Kemal schloss seinen Laden und machte sich auf den Weg. Er wollte zu Semir fahren. Andrea hatte ihn angerufen und erzählt, was passiert war. Nun wollte sie mit ihm sprechen. Kemal ging das Schicksal seines Bruders sehr nahe. Sie hatten sich doch erst wiedergefunden. Warum war Gott so ungerecht zu ihnen? Warum nur? Kemal wusste keine Antwort. Irgendwie ahnte er, dass etwas schlimmes passiert sein musste. Sonst würde Andrea doch alles mit ihm am Telefon besprechen, dachte er sich und stieg in seinen 3er BMW. Er lächelte. Um so ein Fahrzeug hatten er und sein Bruder sich gestritten, als sie gerade mit der Fahrschule fertig waren. Damals waren beide gleich stark und versuchten sich immer gegenseitig zu übertrumpfen. Meist ging aber ihr Vater dazwischen, wenn es allzu stark wurde. Mit diesen Erinnerungen im Kopf drehte Kemal den Schlüssel im Zündschloss und ließ den Motor aufheulen. Schnellstens war er bei Andrea vorm Haus, ließ die Zentralverriegelung einrasten und ging auf das Haus seines Bruders zu. „Hallo Kemal...“, begrüßte ihn Andrea, nachdem er geklingelt hatte. Sie begrüßten sich mit jeweils einem Kuss auf die Wange links und rechts. „Andrea, du klangst so aufgeregt am Telefon. Was ist passiert?“, fragte er und sah sich nach den Kindern um. „Es...es geht um Semir.
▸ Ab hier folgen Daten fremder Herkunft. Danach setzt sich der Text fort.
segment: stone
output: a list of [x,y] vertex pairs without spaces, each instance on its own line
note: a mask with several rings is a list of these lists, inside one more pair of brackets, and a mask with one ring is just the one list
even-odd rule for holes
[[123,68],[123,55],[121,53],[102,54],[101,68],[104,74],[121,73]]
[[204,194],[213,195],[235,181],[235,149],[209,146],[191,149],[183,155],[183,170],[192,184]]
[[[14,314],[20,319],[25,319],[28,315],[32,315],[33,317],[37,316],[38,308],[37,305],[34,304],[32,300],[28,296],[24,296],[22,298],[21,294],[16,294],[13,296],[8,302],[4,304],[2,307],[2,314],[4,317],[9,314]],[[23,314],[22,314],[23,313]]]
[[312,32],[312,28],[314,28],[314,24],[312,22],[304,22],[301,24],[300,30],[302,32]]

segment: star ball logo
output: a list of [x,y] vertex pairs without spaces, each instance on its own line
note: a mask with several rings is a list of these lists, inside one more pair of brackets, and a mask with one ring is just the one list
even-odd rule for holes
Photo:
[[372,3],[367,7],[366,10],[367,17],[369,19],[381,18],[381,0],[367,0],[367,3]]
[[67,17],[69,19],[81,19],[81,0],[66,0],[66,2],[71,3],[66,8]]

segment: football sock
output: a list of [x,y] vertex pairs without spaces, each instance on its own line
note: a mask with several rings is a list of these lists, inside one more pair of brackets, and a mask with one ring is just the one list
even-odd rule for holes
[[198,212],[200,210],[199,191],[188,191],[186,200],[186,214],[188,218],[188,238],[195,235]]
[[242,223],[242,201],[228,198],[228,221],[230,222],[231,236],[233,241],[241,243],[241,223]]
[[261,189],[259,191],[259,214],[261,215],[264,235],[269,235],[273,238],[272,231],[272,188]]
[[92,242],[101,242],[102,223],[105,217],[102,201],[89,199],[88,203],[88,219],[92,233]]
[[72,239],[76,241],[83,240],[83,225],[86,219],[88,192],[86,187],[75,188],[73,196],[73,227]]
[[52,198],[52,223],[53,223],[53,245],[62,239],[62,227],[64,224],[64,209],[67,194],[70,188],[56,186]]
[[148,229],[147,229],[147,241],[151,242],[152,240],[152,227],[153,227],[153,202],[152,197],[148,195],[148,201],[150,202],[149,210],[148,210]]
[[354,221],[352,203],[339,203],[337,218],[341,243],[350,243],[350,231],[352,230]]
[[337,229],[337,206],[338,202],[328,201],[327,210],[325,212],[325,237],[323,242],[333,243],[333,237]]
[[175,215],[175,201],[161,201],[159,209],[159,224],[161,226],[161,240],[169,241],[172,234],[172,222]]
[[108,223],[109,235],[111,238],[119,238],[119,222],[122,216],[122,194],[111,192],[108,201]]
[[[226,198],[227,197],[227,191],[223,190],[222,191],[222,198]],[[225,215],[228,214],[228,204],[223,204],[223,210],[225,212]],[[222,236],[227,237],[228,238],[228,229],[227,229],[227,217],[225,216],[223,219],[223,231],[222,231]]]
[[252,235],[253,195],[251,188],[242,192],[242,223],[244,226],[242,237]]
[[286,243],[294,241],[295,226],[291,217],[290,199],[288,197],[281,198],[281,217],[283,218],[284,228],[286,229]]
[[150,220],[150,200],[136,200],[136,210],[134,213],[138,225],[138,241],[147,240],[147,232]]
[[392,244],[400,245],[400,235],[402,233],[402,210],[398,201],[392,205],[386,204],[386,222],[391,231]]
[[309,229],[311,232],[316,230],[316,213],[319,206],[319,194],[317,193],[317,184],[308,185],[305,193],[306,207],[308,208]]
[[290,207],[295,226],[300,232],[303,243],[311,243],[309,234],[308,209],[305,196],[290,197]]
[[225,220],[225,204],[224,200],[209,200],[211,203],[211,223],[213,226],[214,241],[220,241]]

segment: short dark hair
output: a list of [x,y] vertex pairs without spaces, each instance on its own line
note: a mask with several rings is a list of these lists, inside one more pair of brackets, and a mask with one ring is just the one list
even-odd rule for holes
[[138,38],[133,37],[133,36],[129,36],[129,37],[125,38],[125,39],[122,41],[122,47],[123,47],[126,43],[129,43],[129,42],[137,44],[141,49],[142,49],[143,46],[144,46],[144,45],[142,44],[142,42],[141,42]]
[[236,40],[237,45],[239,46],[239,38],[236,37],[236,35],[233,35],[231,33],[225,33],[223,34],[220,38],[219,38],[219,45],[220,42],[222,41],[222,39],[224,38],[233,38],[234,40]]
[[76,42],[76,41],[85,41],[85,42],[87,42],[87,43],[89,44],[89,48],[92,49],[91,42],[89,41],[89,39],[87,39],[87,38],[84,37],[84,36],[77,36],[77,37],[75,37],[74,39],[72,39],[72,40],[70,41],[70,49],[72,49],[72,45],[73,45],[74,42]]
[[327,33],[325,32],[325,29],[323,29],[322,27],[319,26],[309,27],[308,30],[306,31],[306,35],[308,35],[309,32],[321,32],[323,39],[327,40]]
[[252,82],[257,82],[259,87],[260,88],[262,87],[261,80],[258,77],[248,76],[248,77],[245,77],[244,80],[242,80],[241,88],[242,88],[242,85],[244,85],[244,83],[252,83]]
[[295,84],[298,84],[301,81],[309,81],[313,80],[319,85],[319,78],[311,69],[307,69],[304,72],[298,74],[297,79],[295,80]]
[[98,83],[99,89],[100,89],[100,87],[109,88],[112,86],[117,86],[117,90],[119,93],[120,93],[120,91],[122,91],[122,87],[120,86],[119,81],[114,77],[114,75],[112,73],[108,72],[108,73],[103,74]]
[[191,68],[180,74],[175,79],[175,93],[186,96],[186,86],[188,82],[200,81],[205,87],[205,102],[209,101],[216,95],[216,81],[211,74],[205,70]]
Der Arzt hat mir gesagt, dass Semir zwei Jahre vollkommen vergessen hat.“, erklärte sie und war wieder den Tränen nahe. „Andrea...Andrea...Andrea, ganz, ganz ruhig...was ist passiert?“, wollte Semirs Bruder wissen. Und Andrea fing an, alles zu erzählen.
„Oh man...wir müssen was machen. Andrea, wir sollten mit dem Psychologen darüber reden. Und vor allem muss Semir es wissen.“, erklärte er. „Aber...aber er ist noch so schwach. Was, wenn er über diesen Schreck wieder ins Koma fällt oder schlimmeres?“ Ihre Stimme zitterte und der Körper bebte vor Angst. Angst um ihren Mann, um den Vater ihrer Kinder. „Er ist stark. Auch, wenn es im Moment nicht so aussieht. Du weißt, was für ein Sturkopf er sein kann.“, meinte Kemal und nahm seine Schwägerin in den Arm. „Komm, lass es uns versuchen.“ Andrea nickte und ließ die Umarmung zu. „Kannst du...kannst du heute Nacht hier bleiben?“, fragte sie. Kemal tat ihr den Gefallen. Auch er machte sich Sorgen um seinen Bruder. Doch er musste jetzt Andrea unterstützen. Sie schien unter dieser Last fast zusammenzubrechen. Und das durfte nicht sein. Ein Elternteil im Krankenhaus war mehr als genug. Die Kinder brauchen ihre Mutter.